A new tool for spatiotemporal pattern decomposition based on empirical mode decomposition: A case study of monthly mean precipitation in Taihu Lake Basin, China

Abstract

We present a new tool for spatiotemporal pattern decomposition and utilize this new tool to decompose spatiotemporal patterns of monthly mean precipitation from January 1957 to May 2015 in Taihu Lake Basin, China. Our goal is to show that this new tool can mine more hidden information than empirical orthogonal function (EOF). First, based on EOF and empirical mode decomposition (EMD), the time series which is an average over the study region is decomposed into a variety of intrinsic mode functions (IMFs) and a residue by means of EMD. Then, these IMFs are supposed to be explanatory variables and a time series of precipitation in every station is considered as a dependent variable. Next, a linear multivariate regression equation is derived and corresponding coefficients are estimated. These estimated coefficients are physically interpreted as spatial coefficients and their physical meaning is an orthogonal projection between IMF and a precipitation time series in every station. Spatial patterns are presented depending on spatial coefficients. The spatiotemporal patterns include temporal patterns and spatial patterns at various timescales.
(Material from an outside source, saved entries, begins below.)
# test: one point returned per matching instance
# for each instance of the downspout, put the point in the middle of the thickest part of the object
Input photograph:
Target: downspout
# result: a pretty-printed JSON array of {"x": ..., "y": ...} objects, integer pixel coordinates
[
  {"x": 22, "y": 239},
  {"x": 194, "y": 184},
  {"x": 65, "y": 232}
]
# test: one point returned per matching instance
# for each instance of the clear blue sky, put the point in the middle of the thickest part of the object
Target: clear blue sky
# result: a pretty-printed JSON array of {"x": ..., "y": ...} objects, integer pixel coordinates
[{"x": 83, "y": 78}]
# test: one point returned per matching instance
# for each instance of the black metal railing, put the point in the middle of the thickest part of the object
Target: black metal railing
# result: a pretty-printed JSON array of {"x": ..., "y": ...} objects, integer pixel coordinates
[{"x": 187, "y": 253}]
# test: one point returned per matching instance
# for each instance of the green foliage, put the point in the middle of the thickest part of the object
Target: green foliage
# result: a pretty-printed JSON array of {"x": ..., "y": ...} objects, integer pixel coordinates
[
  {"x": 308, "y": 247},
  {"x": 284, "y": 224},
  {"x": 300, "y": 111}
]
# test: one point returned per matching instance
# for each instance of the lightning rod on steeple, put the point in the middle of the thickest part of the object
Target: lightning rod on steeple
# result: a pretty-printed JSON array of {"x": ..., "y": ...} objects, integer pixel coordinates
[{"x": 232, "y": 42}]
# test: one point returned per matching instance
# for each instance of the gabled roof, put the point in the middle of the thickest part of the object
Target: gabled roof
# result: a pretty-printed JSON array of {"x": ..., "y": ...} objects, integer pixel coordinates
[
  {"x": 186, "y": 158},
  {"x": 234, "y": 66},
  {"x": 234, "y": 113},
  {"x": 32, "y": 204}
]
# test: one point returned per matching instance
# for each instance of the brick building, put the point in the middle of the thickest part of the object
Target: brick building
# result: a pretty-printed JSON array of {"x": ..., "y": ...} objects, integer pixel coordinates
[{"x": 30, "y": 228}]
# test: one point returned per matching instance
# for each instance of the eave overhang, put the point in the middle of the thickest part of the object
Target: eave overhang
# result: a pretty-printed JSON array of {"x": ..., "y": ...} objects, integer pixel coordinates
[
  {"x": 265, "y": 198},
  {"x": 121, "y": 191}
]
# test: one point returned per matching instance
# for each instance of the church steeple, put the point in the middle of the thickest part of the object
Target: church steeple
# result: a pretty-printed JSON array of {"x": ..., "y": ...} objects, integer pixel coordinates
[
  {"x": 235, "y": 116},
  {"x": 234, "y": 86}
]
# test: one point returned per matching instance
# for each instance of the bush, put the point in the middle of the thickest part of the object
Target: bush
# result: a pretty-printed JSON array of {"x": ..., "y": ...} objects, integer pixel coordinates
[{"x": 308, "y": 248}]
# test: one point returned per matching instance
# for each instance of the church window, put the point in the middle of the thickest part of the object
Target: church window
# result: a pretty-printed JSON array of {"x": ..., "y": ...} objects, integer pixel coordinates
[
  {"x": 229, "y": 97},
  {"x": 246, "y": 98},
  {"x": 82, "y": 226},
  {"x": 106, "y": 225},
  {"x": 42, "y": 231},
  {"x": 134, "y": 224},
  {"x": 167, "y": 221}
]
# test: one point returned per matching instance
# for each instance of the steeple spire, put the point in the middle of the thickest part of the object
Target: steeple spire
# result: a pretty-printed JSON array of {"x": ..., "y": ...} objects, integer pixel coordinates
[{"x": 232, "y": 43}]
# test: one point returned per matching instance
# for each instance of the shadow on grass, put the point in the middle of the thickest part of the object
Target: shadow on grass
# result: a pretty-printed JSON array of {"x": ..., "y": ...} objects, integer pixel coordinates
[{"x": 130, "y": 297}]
Temporal pattern is obtained by means of EMD. Based on this temporal pattern, spatial patterns at various timescales will be gotten. The proposed tool has been applied in decomposition of spatiotemporal pattern of monthly mean precipitation in Taihu Lake Basin, China. Since spatial patterns are associated with intrinsic frequency, the new and individual spatial patterns are detected and explained physically. Our analysis shows that this new tool is reliable and applicable for geophysical data in the presence of nonstationarity and long-range correlation and can handle nonstationary spatiotemporal series and has the capacity to extract more hidden time-frequency information on spatiotemporal patterns.